Warum japanische Aktien weiter steigen
Japanische Aktien haben weiter überdurchschnittlich abgeschnitten, weil Anleger Japan weiterhin als einen der wenigen großen entwickelten Märkte betrachten, in denen eine zyklische Erholung und strukturelle Reformen gleichzeitig stattfinden. Die Unternehmensgewinne bleiben widerstandsfähig, die inländische Inflation stützt nun das nominale Wachstum, statt die Nachfrage zu belasten, und das Lohnwachstum trägt dazu bei, die Konsumaussichten zu verbessern. Gleichzeitig ziehen Reformen der Unternehmensführung und Initiativen zur Verbesserung der Kapitalrückführungen an Aktionäre weiterhin globales Kapital an. Darüber hinaus ist Japan weiterhin stark auf Bereiche der globalen Investitionsausgaben ausgerichtet, die trotz geopolitischer Unsicherheit weiter wachsen – insbesondere Halbleiter, Fabrikautomation, KI-Infrastruktur und Industrietechnologie.
KI- und Technologienachfrage treiben die Rally
Ein wesentlicher Teil der Rally steht in direktem Zusammenhang mit Investitionen in KI-Infrastruktur und der Nachfrage nach Halbleitern. Japan nimmt in der globalen Technologielieferkette eine zentrale Position ein – über Halbleiterausrüstung, Spezialmaterialien, Robotik, Sensoren und Fabrikautomation. Unternehmen, die mit fortschrittlicher Fertigung und Technologien verbunden sind, die KI-Anwendungen ermöglichen, haben deutliche Aufwärtsrevisionen der Gewinnschätzungen und starkes Interesse ausländischer Investoren verzeichnet. Dennoch ist die Japan-Story breiter angelegt als nur Technologie. Auch die inländische Reflation, Reformen der Unternehmensführung, steigende Kapitalrückführungen an Aktionäre und eine verbesserte Kapitaleffizienz haben wesentlich zur Unterstützung des Marktes beigetragen.

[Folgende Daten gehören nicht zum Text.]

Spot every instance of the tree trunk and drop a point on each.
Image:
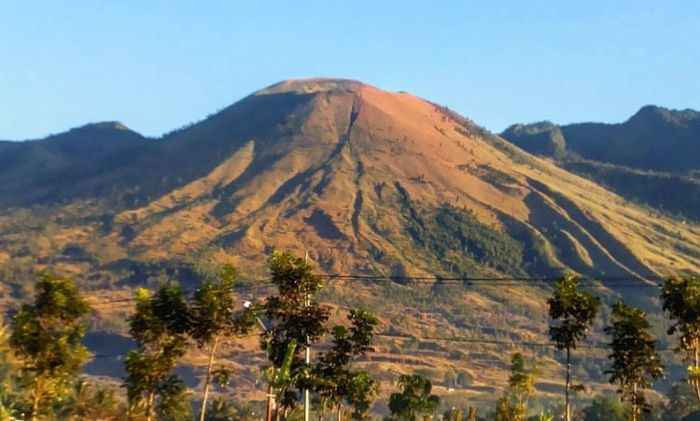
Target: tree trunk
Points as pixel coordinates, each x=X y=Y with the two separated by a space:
x=36 y=398
x=149 y=406
x=567 y=406
x=268 y=412
x=322 y=412
x=696 y=381
x=634 y=402
x=207 y=380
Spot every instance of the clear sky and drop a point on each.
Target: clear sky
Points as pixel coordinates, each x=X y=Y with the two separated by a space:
x=156 y=65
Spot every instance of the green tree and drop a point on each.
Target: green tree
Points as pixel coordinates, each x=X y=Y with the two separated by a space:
x=9 y=371
x=414 y=398
x=605 y=408
x=90 y=402
x=521 y=384
x=681 y=300
x=215 y=318
x=681 y=402
x=573 y=312
x=47 y=337
x=333 y=372
x=159 y=327
x=635 y=361
x=294 y=318
x=361 y=394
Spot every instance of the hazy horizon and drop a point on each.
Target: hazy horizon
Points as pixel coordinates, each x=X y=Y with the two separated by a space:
x=155 y=67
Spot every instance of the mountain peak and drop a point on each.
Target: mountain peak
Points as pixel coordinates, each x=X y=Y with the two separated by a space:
x=313 y=85
x=655 y=113
x=104 y=125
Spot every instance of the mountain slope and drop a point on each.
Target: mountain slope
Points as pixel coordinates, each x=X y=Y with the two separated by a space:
x=653 y=158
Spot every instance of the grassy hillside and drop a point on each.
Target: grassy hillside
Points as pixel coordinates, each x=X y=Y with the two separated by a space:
x=649 y=159
x=370 y=183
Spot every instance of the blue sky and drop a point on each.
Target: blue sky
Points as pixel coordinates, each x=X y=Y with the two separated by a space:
x=157 y=65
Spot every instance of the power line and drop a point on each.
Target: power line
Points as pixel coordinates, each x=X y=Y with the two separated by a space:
x=614 y=281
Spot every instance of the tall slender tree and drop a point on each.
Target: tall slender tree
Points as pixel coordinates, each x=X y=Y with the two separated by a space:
x=47 y=336
x=294 y=318
x=522 y=385
x=681 y=300
x=635 y=361
x=572 y=312
x=361 y=394
x=159 y=326
x=414 y=399
x=216 y=317
x=333 y=372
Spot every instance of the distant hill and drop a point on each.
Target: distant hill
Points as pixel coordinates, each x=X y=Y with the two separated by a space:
x=652 y=158
x=371 y=183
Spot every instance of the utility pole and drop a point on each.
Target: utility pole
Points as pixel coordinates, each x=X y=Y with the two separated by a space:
x=307 y=357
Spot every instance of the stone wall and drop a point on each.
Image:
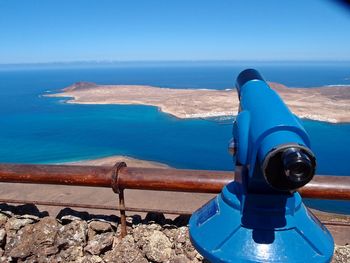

Das größte Risiko in den nächsten sechs Monaten
Das größte kurzfristige Risiko ist eine stärker als erwartete Aufwertung des Yen, ausgelöst durch eine Straffung der Geldpolitik der Bank of Japan oder externen politischen Druck auf die Währungspolitik. Eine solche Entwicklung könnte die Gewinnerwartungen für Exporteure rasch infrage stellen und nach der starken Marktentwicklung eine breitere Neubewertung des Marktes nach unten auslösen. Zudem sind japanische Aktien nicht mehr so günstig bewertet wie früher, wodurch der Markt anfälliger für Enttäuschungen ist. Zwar bevorzugen wir Japan angesichts des stärkeren Wachstumsausblicks und der Reformdynamik weiterhin gegenüber Europa. Die nächste Phase der Performance dürfte jedoch stärker von der tatsächlichen Gewinnentwicklung und der Widerstandsfähigkeit der Binnenwirtschaft abhängen als allein von einer Ausweitung der Bewertungen.